In calling for a risk-based approach to cyber security(1), the McKinsey researchers emphasise that “The reality is that some applications represent more serious vulnerabilities – and therefore greater potential risk – than others. To focus directly on risk reduction, organisations need to figure out how to move from a stance of monitoring everything to one in which particular applications with high risk potential are monitored in particular ways.”
Instead, it argues that, “Even today, ‘maturity based’ approaches to managing cyber risk are still the norm. These approaches focus on achieving a particular level of maturity by building certain capabilities.”
This results in the inefficient allocation of resources, effort and spending. And, says McKinsey “is inadequate. It can never be more than a proxy for actually measuring, managing and reducing enterprise risk.”
The consultancy company proposes a four-step journey towards cyber security excellence:
• Security not considered
• A maturity-based approach
• A risk-based approach
• Proactive cyber security
It says that, for most companies, the risk-based approach is the next stage in their cyber-security journey.
To make a risk-based approach to cyber security work, it is necessary to fully embed cyber security in the enterprise risk management framework.
This requires close collaboration between organisational risk managers, IT and the business. IT must help risk managers to understand the whole panoply of cyber threats and threat actors.
Meanwhile, risk managers must work with the business to prioritise risks, plotting them against the enterprise risk appetite and the strategic and operational importance of potentially affected systems and processes.
IT should seek to understand the processes the business regards as valuable and the risks they most worry about.
In this sense, the work of managing cyber risk cannot be solely the preserve of either IT or risk managers – it requires a whole business approach if it is to be most effective.
Having prioritised risk, risk managers must work with IT and the business to put effective risk management strategies in place.
Agreeing the strategy for each identified risk helps to ensure that resources are used most effectively. Usually, risk management will fall into one of four categories:
• Treat – typically by implementing security controls.
• Tolerate – if it falls within established risk acceptance criteria.
• Terminate – if the risk is considered too great, it may become a preferrable option to end that activity.
• Transfer – either by outsourcing or through insurance.
Here we can see why the work of risk management goes beyond the remit of IT: while IT will be responsible for implementing any cyber risk security controls, the strategic decisions on whether to terminate or outsource a particular business function will be made by the business.
It is the responsibility of risk managers to then communicate risk management throughout the organisation. Importantly, the UK’s National Cyber Security Centre(2) recommends that guidance must be “understandable by people with no formal knowledge of risk”.
As the cyber threat and regulatory landscapes change and the business systems and activities change, so will the associated risks and the way they are managed. This means the work of the risk managers, IT and the business will be an ongoing process.
Risk managers and IT must continue to work together to monitor risks to ensure they are still acceptable, review controls to ensure they remain fit for purpose, and make changes as required.
As changes are made, communication and advice for the rest of the business must be updated.
While cyber security is the preserve of IT, cyber risk requires specialist risk management techniques.

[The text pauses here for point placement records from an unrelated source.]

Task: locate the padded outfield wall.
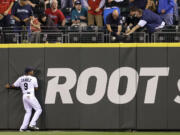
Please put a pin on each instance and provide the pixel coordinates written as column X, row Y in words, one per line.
column 95, row 86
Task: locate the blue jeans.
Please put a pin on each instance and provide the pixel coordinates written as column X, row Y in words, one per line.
column 168, row 18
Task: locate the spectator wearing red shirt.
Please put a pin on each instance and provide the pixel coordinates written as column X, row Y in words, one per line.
column 94, row 11
column 5, row 11
column 55, row 14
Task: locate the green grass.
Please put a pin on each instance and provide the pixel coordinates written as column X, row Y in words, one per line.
column 88, row 133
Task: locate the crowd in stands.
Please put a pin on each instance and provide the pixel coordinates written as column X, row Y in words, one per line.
column 117, row 15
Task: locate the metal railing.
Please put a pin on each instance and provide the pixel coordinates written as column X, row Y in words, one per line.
column 86, row 35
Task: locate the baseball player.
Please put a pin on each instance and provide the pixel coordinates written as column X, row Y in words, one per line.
column 28, row 84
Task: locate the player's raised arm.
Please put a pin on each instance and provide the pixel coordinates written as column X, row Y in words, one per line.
column 8, row 86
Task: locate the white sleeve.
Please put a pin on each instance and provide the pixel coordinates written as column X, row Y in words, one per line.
column 35, row 83
column 142, row 23
column 17, row 83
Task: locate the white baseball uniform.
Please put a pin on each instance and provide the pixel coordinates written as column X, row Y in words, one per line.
column 27, row 84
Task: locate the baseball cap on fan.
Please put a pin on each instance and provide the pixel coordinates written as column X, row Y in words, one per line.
column 77, row 2
column 28, row 69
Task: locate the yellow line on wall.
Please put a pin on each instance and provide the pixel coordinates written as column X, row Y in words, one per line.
column 90, row 45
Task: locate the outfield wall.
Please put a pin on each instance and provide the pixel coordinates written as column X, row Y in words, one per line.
column 95, row 86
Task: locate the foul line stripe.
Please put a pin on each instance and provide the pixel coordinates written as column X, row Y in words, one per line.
column 90, row 45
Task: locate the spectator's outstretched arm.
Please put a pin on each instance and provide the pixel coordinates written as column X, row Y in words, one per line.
column 10, row 7
column 109, row 27
column 133, row 30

For this reason, the responsibility for cyber risk rests ultimately with your risk manager.
However, risk managers must work closely with IT to deliver an effective and targeted approach to delivering cyber security.
Ultimately, this leads to greater business productivity and IT efficiency because, as McKinsey argues, “Using the risk-based approach, the company scales back controls and spending in areas where desired digital capabilities were being heavily controlled for no risk-reducing reason.”
Furthermore, if we accept that there is only a finite amount of resources in any organisation for cyber security, adopting a risk-based approach which leads to the better targeting of those resources, a demonstrably better cyber security posture and effectiveness will also result.